The facts of the case, in brief, are that the assessee is an individual and was engaged in the business of manufacturing of packing machines and their trading during the year under consideration. A search & seizure operation u/s 132(1) of the Income Tax Act, 1961 (“the Act”) for short, was carried out in Narendra Kumar Srivastava Group of cases on 15/02/2016. Simultaneously, a survey u/s 133A of the Act was also carried out in the case of the assessee. The assessee filed return of income declaring total income of Rs.12,82,630/-. The Assessing Officer completed the assessment and passed assessment order under section 143(3) of the Act determining the total income of the assessee at Rs.19,61,320/- by making addition of Rs.6,78,690/-. Penalty of Rs.2,09,715/- was also imposed being 100% of the tax sought to be evaded u/s 271(1)(c) of the Act. The assessee paid the entire tax liability on assessed income. However, on the issue of penalty imposed u/s 271(1)(c) amounting to Rs.2,09,715/-, the assessee went in appeal before the learned CIT(A), who has dismissed the appeal of the assessee on the ground of non-prosecution from the assessee’s side. Being aggrieved, the assessee is in appeal before the Income Tax Appellate Tribunal.

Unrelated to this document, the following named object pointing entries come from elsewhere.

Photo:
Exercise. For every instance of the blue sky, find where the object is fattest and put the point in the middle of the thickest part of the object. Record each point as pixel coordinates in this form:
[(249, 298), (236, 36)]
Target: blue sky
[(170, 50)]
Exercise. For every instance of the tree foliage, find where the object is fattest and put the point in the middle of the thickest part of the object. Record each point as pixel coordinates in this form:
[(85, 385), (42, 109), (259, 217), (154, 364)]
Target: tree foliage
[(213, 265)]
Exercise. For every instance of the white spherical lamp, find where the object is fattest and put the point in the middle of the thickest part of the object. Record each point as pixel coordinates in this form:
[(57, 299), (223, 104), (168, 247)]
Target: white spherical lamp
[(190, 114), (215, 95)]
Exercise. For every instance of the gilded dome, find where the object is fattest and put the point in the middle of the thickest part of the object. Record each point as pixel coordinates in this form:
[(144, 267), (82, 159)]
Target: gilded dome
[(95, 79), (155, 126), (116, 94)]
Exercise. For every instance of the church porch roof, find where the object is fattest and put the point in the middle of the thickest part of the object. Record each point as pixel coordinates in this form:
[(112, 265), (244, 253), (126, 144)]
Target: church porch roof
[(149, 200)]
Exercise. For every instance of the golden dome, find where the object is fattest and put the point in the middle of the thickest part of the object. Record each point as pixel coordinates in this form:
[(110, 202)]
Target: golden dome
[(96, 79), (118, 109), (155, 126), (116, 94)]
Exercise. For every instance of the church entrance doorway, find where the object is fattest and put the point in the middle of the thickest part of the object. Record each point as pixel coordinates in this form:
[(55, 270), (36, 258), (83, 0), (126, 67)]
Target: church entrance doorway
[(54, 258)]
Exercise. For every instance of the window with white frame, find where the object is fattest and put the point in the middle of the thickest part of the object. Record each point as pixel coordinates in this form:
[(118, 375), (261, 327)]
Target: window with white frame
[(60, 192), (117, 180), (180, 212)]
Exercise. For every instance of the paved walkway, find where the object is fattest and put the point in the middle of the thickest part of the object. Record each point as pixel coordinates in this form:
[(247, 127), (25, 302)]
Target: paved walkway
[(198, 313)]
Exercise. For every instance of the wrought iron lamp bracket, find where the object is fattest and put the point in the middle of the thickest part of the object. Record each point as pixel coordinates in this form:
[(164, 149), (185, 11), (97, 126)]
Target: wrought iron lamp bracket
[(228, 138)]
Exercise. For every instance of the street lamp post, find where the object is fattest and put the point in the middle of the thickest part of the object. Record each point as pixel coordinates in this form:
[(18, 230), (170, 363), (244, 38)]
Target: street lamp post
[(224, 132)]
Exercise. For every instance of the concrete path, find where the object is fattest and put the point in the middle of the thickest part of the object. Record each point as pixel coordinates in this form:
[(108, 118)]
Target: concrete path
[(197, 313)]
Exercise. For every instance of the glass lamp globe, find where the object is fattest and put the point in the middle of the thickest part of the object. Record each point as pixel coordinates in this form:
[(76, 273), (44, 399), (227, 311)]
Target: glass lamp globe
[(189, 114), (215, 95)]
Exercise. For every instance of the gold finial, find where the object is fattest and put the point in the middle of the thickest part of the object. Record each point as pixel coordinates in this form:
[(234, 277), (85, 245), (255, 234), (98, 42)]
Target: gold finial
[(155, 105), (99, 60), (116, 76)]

At the time of hearing before us, there was no representation from the assessee’s side. Under these circumstances, learned D.R. for Revenue was heard and the materials available on record were perused. From the order passed by learned CIT(A), it is apparent that learned CIT(A) has passed the ex-parte order qua the assessee without providing reasonable opportunity of being heard to the appellant assessee. From the penalty order, it is evidenced that the assessee has cooperated with the Department during the course of assessment proceedings and paid entire tax liability on the assessed income. The learned CIT(A), while dismissing the appeal of the assessee, has mentioned that various notices for hearing u/s 250 of IT Act were issued but in compliance to the same, no response has been received from the appellant. He also mentioned that the appeal is dismissed for want of prosecution. In view of the foregoing, we are of the considered view, in view of section 250(6) of the I. T. Act, that the learned CIT(A) has statutory duty to pass a speaking order on merits on the ground of appeal filed by the assessee. Having regard to the same, we set aside the impugned appellate order dated 19/12/2023 to the file of learned CIT(A) and we direct the learned CIT(A) to pass de novo order on merits in accordance with law after providing reasonable opportunity of being heard to the assessee.
(E) In the result, the appeal of the assessee is allowed for statistical purposes.